How do appX, appXUpload, MSIX/MSIXBundle, and appInstaller packages differ?
I'm aware that, at the least:
.appX has been superseded by .MSIX.
.appX is more restricted than .MSIX is.
.MSIXBundle contains multiple .MSIX packages (a little like AOSP's .APK versus .AAB formats, respectively).
.appXUpload is not installable.
Consequently, I want to know:
If you've never encountered one, you can see, in github.com/microsoft/winget-pkgs/issues/166364, an example of one.
(Lack of) Duplicates
I'm not the first to have asked this:
What's the difference between .MSIXBundle and .AppInstaller?
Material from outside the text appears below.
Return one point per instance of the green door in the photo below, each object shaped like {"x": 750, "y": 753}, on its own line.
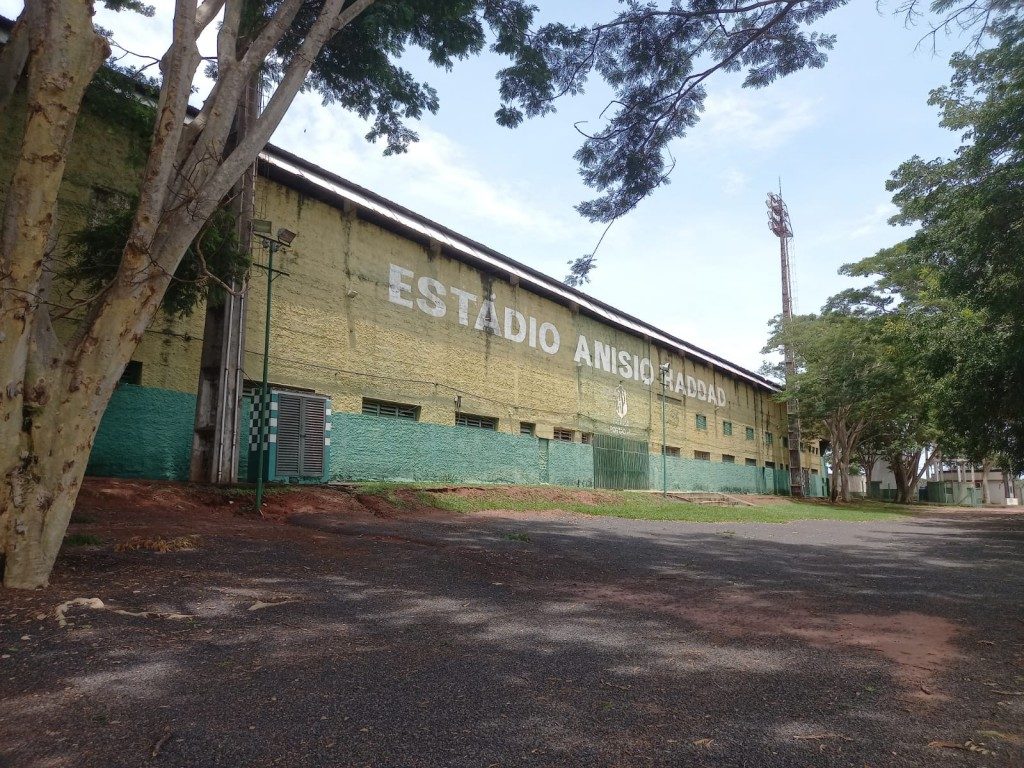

However, the response(s) I've seen are generally unhelpful:
I have no idea about the .AppInstaller format, though…
Additionally, it doesn't appear to have been asked on SE before now, for superuser.com/search?q=appinstaller+vs+msix returns 0 results.
Top Answer/Comment:
Paraphrased, github.com/microsoft/winget-pkgs/issues/166364#issuecomment-2273966067 explains:
.AppX and .MSIX are basically the same. You can change the extension from one to the other and things will generally work. The difference is that .AppX is older. Older versions of the OS don't know MSIX (I think those are already out of support), and there are probably features that are only supported in MSIX and not APPX, but the package format is the same.
A bundle (either MSIX or AppX) contains a collection of individual packages. Those can be variations of the same package, just for different architectures. Or they can be resource packages with the strings/assets for different locales.
An .AppInstaller file is an XML file that helps the OS manage auto-updates and dependencies for an MSIX package/bundle. It lists a URI for a main package and its dependencies, so that the OS can install the dependencies before the main package. It also lists a URI where a new version of the .AppInstaller file can be found, and the OS can use that to check for updates.
However, In the context of WinGet:
Without changes to WinGet, you can already add a package for which you have an .AppInstaller by just opening it in a text editor and extracting the package URI to use in WinGet.
*.AppInstaller of this package is currently not supported by winget.exe, since it can't be installed unattendedly
It isn't true that it cannot be installed unattended (but it's true that WinGet doesn't support it). You can do the undermentioned in PowerShell:
Add-AppPackage -AppInstallerFile "$Path"
Alternatively, use the API "PackageManager.AddPackageByUriAsync()".
I've mentioned this because now that WinGet is the default package manager for Windows ≥ V11, the WinGet team shall have a say (as they already have in a few issues) about how the format shall progress.